Enquanto ela me contava essa parte, eu podia ver a falta de brilho nos olhos dela. Aquela cara de desapontamento e interrogação. Isso mudou um pouco quando...

...bateram à porta, era o namorado. Esse sim veio com um forte abraço, seguido de um beijo e o ainda não pronunciado “parabéns”. Eles sentaram no sofá, e ela logo foi questionada do porquê daquela cara, desapontada. Ela lhe explicou calmamente, que ninguém, a não ser ele, tinha dado os parabéns. “É meu aniversário, poxa. Esqueceram do meu aniversário? Vamos ver até onde vai essa palhaçada”.

A palhaçada só aumentou.

O pai passou pela sala dizendo que ia bater uma bola com os amigos, não ia ficar pro almoço e voltava tarde. O irmão fez praticamente a mesma coisa. E por final, a mãe. Essa disse que iria na casa de uma amiga, e que era pra olhar o arroz que estava no fogão. “Não deixe queimar, filha”. Todos saíram.

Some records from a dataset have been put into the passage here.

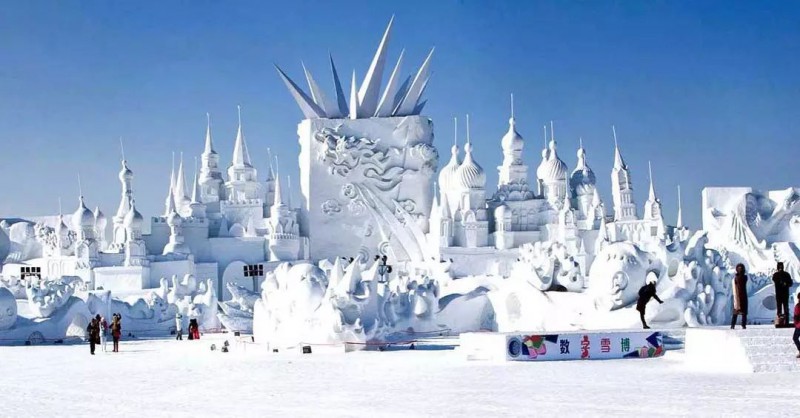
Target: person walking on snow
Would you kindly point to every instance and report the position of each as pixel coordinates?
(646, 293)
(783, 282)
(103, 332)
(178, 326)
(739, 296)
(94, 334)
(116, 331)
(796, 336)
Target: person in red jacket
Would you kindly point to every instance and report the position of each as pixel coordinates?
(796, 336)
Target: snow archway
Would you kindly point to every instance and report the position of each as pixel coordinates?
(77, 327)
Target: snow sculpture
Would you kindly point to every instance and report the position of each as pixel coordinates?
(8, 309)
(545, 264)
(237, 313)
(51, 295)
(303, 304)
(619, 271)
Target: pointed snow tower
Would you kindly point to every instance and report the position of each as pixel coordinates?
(242, 184)
(342, 138)
(211, 190)
(621, 186)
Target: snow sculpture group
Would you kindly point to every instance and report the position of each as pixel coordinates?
(538, 256)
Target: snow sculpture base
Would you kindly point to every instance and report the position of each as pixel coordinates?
(571, 345)
(754, 350)
(355, 174)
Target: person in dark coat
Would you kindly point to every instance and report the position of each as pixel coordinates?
(646, 293)
(739, 296)
(116, 331)
(783, 282)
(796, 336)
(94, 334)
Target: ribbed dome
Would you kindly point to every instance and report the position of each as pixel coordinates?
(133, 219)
(125, 173)
(173, 219)
(582, 180)
(512, 140)
(99, 218)
(449, 170)
(83, 217)
(502, 212)
(470, 175)
(552, 169)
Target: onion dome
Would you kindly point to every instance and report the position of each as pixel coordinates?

Agora não era só ela que não entendia mais nada. O namorado ficou com cara de...

Ficaram por mais alguns minutos ali, quietos. Até que o namorado, oportunista, deu a idéia. “Amor, vamos subir pro seu quarto, a gente fica mais a vontade lá. Temos que comemorar, hoje é seu aniversário”. Era o que restava, ela aceitou e eles foram.

Ligaram um som, carinho daqui, beijos dali, e quando notaram estavam completamente pelados. Numa hora dessas é “pelados” mesmo, “nus” fica pra outra hora, ok? E começaram a brincar de gato e rato. É, eu sei que é estranho, mas eles revezavam, um corria pra pegar o outro, e vice-versa. Quando por fim, ele pegou ela e queria acabar logo com aquilo, ela solta, “amor, antes vamos desligar o fogão, lembra que minha mãe pediu?”.

“Ta, deixa eu colocar minha...”,

“não, deixa, não tem ninguém em casa mesmo”, ela defendeu.

“Ah, então sobe aqui, vamos de cavalinho”.

E desceram as escadas, ela montada nele, ambos pelados e ele fazendo o “pocotó, pocotó” – nota: o que um cara não faz pela namorada no aniversário dela, o mais embaraçoso da vida dele.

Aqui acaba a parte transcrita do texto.